Native American teen pregnancies are the highest among all race and ethnicity groups, according to the U.S. Centers for Disease Control. Teen pregnancy has long term effects on teen parents and their children. For example, pregnancy and birth are significant contributors to high school dropout rates among girls. Additionally, children of teenage mothers are more likely to have lower school achievement and to drop out of high school.
Meanwhile, the University of Montana (UM) center recently secured a $7.1 million grant to help address these troubling outcomes. The U.S. Office of the Assistant Secretary of Health and Office of Population Affairs awarded the five-year grant to UM’s Center for Children, Families and Workforce Development.
Program to Operate in Three States
In Montana, Native youth who access health care at All Nations Health Center in Missoula ill receive culturally appropriate interventions. The Rocky Boy Health Center on the Rocky Boy’s Indian Reservation will also deliver the program.
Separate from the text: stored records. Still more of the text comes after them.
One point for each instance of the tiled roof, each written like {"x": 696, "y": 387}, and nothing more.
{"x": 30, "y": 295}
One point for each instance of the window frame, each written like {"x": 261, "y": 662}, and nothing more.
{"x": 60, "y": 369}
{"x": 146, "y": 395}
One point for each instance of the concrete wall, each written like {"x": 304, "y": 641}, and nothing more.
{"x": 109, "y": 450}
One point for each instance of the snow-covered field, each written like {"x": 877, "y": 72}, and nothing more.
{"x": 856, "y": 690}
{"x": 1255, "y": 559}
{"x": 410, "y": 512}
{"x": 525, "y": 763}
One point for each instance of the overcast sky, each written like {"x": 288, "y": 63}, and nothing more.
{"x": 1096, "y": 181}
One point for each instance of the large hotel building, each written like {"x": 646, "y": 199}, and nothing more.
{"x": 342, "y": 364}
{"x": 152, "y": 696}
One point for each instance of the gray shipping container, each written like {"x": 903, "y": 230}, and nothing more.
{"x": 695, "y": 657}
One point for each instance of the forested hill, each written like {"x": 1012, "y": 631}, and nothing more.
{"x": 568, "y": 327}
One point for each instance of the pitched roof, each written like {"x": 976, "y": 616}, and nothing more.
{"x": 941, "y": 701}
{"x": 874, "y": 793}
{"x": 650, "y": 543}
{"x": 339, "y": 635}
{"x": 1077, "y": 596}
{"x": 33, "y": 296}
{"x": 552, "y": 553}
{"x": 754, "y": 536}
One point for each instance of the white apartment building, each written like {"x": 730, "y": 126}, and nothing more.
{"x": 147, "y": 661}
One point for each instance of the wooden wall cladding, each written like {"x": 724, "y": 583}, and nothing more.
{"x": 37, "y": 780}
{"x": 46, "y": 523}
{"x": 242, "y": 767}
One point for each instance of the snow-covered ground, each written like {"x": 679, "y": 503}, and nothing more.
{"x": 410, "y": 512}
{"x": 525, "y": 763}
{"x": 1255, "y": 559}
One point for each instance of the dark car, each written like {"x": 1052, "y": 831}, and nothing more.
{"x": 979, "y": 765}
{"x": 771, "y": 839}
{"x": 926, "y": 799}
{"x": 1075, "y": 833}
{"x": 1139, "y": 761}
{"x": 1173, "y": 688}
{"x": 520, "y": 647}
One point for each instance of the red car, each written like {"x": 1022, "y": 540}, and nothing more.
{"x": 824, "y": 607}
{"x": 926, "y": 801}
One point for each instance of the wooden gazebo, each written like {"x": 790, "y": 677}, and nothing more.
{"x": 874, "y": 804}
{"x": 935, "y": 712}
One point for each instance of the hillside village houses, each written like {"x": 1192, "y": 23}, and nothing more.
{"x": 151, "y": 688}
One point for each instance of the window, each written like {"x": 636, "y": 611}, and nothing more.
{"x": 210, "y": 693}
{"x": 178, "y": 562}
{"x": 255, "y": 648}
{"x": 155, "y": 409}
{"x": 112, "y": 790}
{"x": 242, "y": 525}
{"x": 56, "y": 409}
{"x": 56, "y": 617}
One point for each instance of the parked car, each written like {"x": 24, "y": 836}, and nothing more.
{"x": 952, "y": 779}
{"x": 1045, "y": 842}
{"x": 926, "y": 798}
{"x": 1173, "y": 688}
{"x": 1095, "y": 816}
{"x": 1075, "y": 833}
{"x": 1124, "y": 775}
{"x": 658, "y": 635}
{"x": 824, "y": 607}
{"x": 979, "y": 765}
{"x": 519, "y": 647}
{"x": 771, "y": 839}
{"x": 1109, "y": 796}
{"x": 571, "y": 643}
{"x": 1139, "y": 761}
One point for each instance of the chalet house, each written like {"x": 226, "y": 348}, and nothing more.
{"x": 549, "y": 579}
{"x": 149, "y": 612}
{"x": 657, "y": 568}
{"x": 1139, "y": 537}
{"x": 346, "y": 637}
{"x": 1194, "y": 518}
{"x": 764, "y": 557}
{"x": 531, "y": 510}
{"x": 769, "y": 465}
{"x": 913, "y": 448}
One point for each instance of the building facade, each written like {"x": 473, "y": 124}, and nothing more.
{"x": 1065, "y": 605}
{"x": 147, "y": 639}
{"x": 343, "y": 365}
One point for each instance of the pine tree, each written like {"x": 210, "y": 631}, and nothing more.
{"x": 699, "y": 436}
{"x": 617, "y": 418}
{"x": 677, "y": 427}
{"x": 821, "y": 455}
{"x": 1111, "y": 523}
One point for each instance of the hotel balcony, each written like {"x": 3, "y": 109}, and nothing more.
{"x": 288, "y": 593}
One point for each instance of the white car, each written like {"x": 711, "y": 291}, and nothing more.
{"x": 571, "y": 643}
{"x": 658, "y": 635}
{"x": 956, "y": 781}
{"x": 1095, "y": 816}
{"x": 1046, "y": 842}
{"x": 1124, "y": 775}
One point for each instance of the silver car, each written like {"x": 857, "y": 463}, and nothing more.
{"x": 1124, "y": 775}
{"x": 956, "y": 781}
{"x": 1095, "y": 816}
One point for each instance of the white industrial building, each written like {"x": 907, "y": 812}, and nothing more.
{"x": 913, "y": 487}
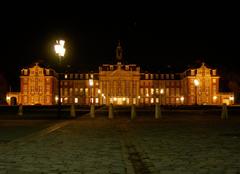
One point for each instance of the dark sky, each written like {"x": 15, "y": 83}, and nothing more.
{"x": 151, "y": 40}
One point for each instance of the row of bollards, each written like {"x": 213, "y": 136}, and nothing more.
{"x": 158, "y": 112}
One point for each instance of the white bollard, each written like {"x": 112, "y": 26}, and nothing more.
{"x": 110, "y": 111}
{"x": 20, "y": 110}
{"x": 224, "y": 114}
{"x": 72, "y": 111}
{"x": 133, "y": 111}
{"x": 92, "y": 111}
{"x": 158, "y": 113}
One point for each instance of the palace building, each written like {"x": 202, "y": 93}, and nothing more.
{"x": 120, "y": 84}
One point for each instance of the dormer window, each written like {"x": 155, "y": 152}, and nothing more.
{"x": 146, "y": 76}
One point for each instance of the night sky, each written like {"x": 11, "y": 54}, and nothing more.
{"x": 153, "y": 41}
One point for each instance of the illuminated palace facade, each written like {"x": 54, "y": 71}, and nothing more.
{"x": 121, "y": 84}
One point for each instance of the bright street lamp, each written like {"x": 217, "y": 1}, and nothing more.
{"x": 91, "y": 85}
{"x": 60, "y": 51}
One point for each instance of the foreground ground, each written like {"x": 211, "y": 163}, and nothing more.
{"x": 176, "y": 143}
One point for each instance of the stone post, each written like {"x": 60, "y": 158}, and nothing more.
{"x": 224, "y": 114}
{"x": 92, "y": 110}
{"x": 20, "y": 110}
{"x": 72, "y": 111}
{"x": 133, "y": 111}
{"x": 158, "y": 113}
{"x": 110, "y": 111}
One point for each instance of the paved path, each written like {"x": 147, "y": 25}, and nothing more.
{"x": 119, "y": 146}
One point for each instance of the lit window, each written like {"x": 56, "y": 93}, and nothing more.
{"x": 97, "y": 100}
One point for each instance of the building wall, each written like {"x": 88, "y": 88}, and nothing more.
{"x": 37, "y": 86}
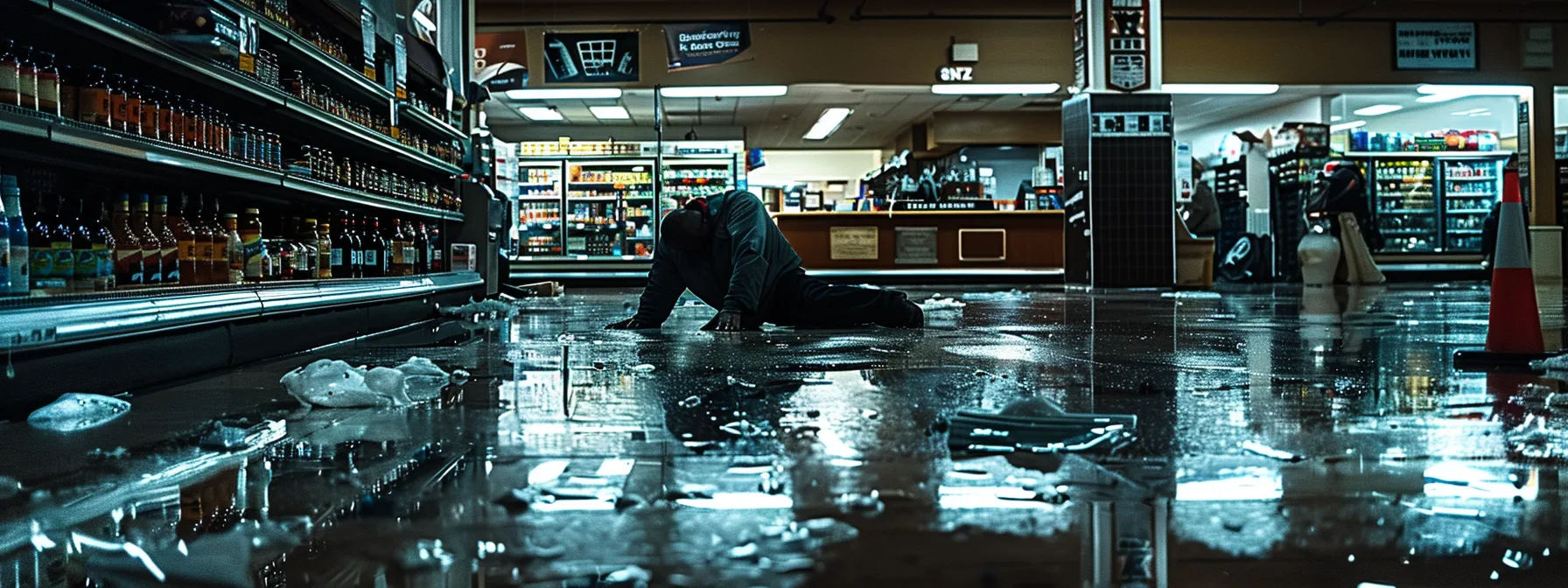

“We are committed to advancing health equity across the state,” said Kate Chapin, executive director of the UM center. “This new partnership with Johns Hopkins University will provide Montana with the tools and expertise to better serve one of the most vulnerable populations in Montana – American Indian youth.”
The new teen pregnancy and sexually transmitted disease prevention program will also be available in in Arizona and New Mexico. While working with the Navajo Nation, UM will implement the program at summer camps and in reservation school districts.
“Focused education for this high-risk group is going to benefit their families and our entire community,” said Sandra Friede, a public health nurse at the Rocky Boy Health Center, which provides health and mental health care to its tribal community.
Above all, the UM center will provide the evidence-based programs for young Natives in Montana, Arizona and New Mexico. Evidence-based programs generally have one or more outcome evaluations that demonstrated effectiveness of the program. In addition to UM, the Johns Hopkins University’s Center for Indigenous Health will partner on the grant.
Program to Educate Youth on Teen Pregnancy Prevention
“This multiyear, multistate prevention grant will provide transformative and foundational infrastructure from which American Indian youth will be supported, served and valued within their tribal culture,” said Dr. Kristen Rogers, the UM center’s principal investigator on the grant, which will create a new program titled Native Youth POWER.
She said the multistate project will focus on reducing teen pregnancy and sexually transmitted infection rates among Native youth, which consistently are the highest rates of any ethnic minority group.
“We will provide training on pregnancy prevention, spacing and delay, including sexually transmitted infection prevention and intervention,” Rogers said. “A main goal of this project is to reduce pregnancies in Native youth while respecting cultural norms of family and tribal connectedness.”
Skye McGinty is executive director of the All Nations Health Center, which serves more than 18 tribes throughout Montana. She said, “We are thrilled to partner with the University of Montana, the Chippewa Cree Tribe of Montana and the Navajo Nation on culturally appropriate reproductive education. Decolonizing our bodies starts with the kind of empowerment this grant will provide for Native youth and their families.”
Rogers said the efforts will employ a community-engaged, participatory approach to program implementation. The program will address teen pregnancy and STD prevention with a foundational methodology in trauma-informed care and positive youth development. Community and youth advisory boards within each setting will assist UM and Johns Hopkins staff. The boards will help overseeing, implementing and monitoring all project activities.